Here is an explanation of how a relief well works, as explained by industry and academic experts as well as Kent Wells, BP’s senior vice president of exploration and production.

* A relief well provides access to a blown-out well far beneath the seabed, at or close to the bottom of the problem well.

* Typically, it is drilled parallel to the problem well through multiple layers of rock and sometimes salt. Then the drillbit curves to intersect with the problem well. This is how BP’s relief wells are being drilled.

* The first relief well began drilling on May 2, and the second began on May 16.

* As of June 18, the first well had been drilled to 10,677 feet, or 2 miles, beneath the seabed. The second well had reached 4,662 feet, or eight-tenths of a mile.

* The first well also was within 200 feet of the side of the blown-out well, but had to continue drilling down to find the right intersect point.

* The Macondo well was drilled to 13,000 feet, or 2.4 miles, beneath the seabed.

* The drilling process is lengthy because it must stop at points along the way. That allows drillers to insert piping, called casing, to hold the well open and prevent a cave-in.
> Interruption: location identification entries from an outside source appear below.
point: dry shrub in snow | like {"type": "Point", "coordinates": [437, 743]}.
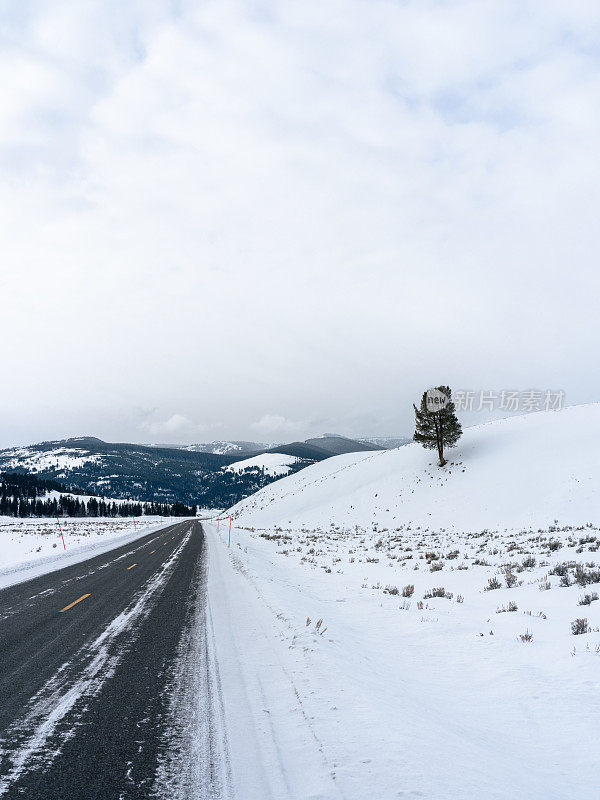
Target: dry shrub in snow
{"type": "Point", "coordinates": [579, 626]}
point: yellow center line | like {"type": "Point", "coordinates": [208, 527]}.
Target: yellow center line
{"type": "Point", "coordinates": [74, 603]}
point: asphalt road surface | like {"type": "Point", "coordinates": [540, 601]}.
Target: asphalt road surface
{"type": "Point", "coordinates": [101, 666]}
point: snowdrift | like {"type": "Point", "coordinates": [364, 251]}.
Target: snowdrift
{"type": "Point", "coordinates": [530, 471]}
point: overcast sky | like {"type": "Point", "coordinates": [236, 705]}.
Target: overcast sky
{"type": "Point", "coordinates": [272, 219]}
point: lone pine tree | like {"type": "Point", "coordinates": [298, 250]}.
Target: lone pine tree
{"type": "Point", "coordinates": [437, 426]}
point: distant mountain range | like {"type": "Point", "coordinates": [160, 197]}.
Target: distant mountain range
{"type": "Point", "coordinates": [326, 445]}
{"type": "Point", "coordinates": [192, 474]}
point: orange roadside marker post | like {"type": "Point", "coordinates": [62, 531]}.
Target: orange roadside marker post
{"type": "Point", "coordinates": [61, 536]}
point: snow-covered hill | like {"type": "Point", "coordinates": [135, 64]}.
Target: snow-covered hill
{"type": "Point", "coordinates": [520, 472]}
{"type": "Point", "coordinates": [270, 463]}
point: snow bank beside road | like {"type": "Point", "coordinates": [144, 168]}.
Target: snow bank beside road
{"type": "Point", "coordinates": [435, 697]}
{"type": "Point", "coordinates": [31, 547]}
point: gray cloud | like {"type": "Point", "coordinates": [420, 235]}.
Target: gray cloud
{"type": "Point", "coordinates": [217, 212]}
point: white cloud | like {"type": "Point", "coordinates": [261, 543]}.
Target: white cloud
{"type": "Point", "coordinates": [295, 207]}
{"type": "Point", "coordinates": [277, 425]}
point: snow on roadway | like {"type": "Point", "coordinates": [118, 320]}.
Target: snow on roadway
{"type": "Point", "coordinates": [59, 696]}
{"type": "Point", "coordinates": [471, 685]}
{"type": "Point", "coordinates": [33, 546]}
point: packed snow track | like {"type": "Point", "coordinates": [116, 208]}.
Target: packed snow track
{"type": "Point", "coordinates": [107, 681]}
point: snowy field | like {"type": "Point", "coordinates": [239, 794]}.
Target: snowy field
{"type": "Point", "coordinates": [32, 546]}
{"type": "Point", "coordinates": [385, 654]}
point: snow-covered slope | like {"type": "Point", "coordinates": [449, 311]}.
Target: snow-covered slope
{"type": "Point", "coordinates": [270, 463]}
{"type": "Point", "coordinates": [526, 471]}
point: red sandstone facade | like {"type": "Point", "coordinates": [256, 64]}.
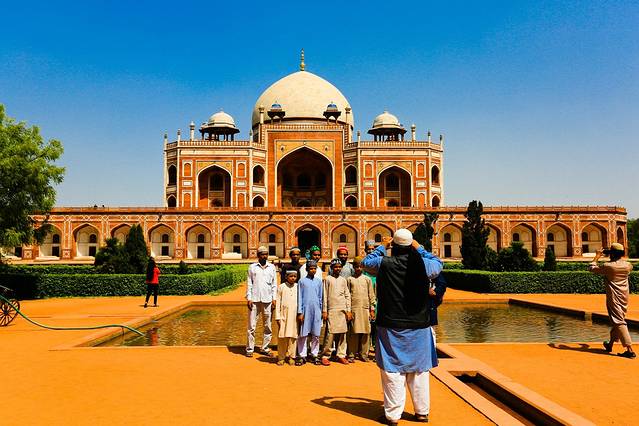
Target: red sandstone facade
{"type": "Point", "coordinates": [303, 178]}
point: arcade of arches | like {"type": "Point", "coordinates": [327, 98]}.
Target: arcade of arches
{"type": "Point", "coordinates": [236, 235]}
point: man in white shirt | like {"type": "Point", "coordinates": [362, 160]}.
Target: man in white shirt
{"type": "Point", "coordinates": [261, 292]}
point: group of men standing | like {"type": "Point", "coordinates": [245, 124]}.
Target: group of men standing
{"type": "Point", "coordinates": [406, 299]}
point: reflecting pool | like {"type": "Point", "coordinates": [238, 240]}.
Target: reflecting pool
{"type": "Point", "coordinates": [225, 325]}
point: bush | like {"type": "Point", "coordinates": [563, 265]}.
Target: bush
{"type": "Point", "coordinates": [531, 282]}
{"type": "Point", "coordinates": [32, 286]}
{"type": "Point", "coordinates": [516, 258]}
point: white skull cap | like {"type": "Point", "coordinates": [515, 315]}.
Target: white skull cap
{"type": "Point", "coordinates": [403, 237]}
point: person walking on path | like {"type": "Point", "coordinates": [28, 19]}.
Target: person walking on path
{"type": "Point", "coordinates": [615, 275]}
{"type": "Point", "coordinates": [347, 268]}
{"type": "Point", "coordinates": [286, 317]}
{"type": "Point", "coordinates": [152, 282]}
{"type": "Point", "coordinates": [336, 311]}
{"type": "Point", "coordinates": [405, 348]}
{"type": "Point", "coordinates": [363, 303]}
{"type": "Point", "coordinates": [294, 254]}
{"type": "Point", "coordinates": [309, 314]}
{"type": "Point", "coordinates": [314, 253]}
{"type": "Point", "coordinates": [261, 293]}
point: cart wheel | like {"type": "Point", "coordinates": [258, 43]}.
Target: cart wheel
{"type": "Point", "coordinates": [7, 312]}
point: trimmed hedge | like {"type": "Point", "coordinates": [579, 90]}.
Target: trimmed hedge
{"type": "Point", "coordinates": [32, 286]}
{"type": "Point", "coordinates": [531, 282]}
{"type": "Point", "coordinates": [165, 269]}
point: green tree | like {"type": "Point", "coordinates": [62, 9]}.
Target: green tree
{"type": "Point", "coordinates": [183, 268]}
{"type": "Point", "coordinates": [425, 231]}
{"type": "Point", "coordinates": [474, 249]}
{"type": "Point", "coordinates": [550, 261]}
{"type": "Point", "coordinates": [633, 238]}
{"type": "Point", "coordinates": [112, 258]}
{"type": "Point", "coordinates": [516, 258]}
{"type": "Point", "coordinates": [27, 179]}
{"type": "Point", "coordinates": [137, 254]}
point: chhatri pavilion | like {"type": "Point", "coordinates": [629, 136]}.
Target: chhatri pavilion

* The diameter of the well shrinks as it drills deeper to maintain control and integrity of the wellbore. BP’s target will be about 8.5 inches across, or about the size of a large dinner plate.

* BP is slowing the pace of drilling for the first relief well so electromagnetic sensors can be used to detect the blown-out well and gradually move closer.

* BP has detailed information on the Macondo well that is helping it choose the right path for the relief wells.

* BP intends to first pierce the space between the wellbore and the casing in the blown-out well, and then pierce the casing. That will ensure the well connects with the flow path of gushing oil and gas.

* Once intersected, BP can pump heavy drilling fluid down the relief well into the blown-out well.

* The weight of the mud reduces high pressures in the reservoir that send crude billowing up to the leak.

* As pressure is reduced, the flow of oil slows.

* Once sufficiently slowed, BP can pump cement into the Macondo wellbore and plug the leak at or near the source.

* A relief well can still work if it doesn’t precisely intersect with a blown-out well.

* In that case, if a relief well gets close enough, holes can be punched through its casing to allow drilling mud to flow through fissures and fractures in the reservoir rock to reach the blown-out well.

* Once the leak is plugged, BP can possibly return to the Macondo well at some point to try to produce oil from it. BP Chief Executive Tony Hayward told Congress the company estimated the reservoir holds up to 50 million barrels of oil, and the well would have produced 15,000 to 25,000 barrels a day had it been completed.

* If the Macondo well is too damaged to revisit, it is possible the company could turn one of the relief wells into a producing well.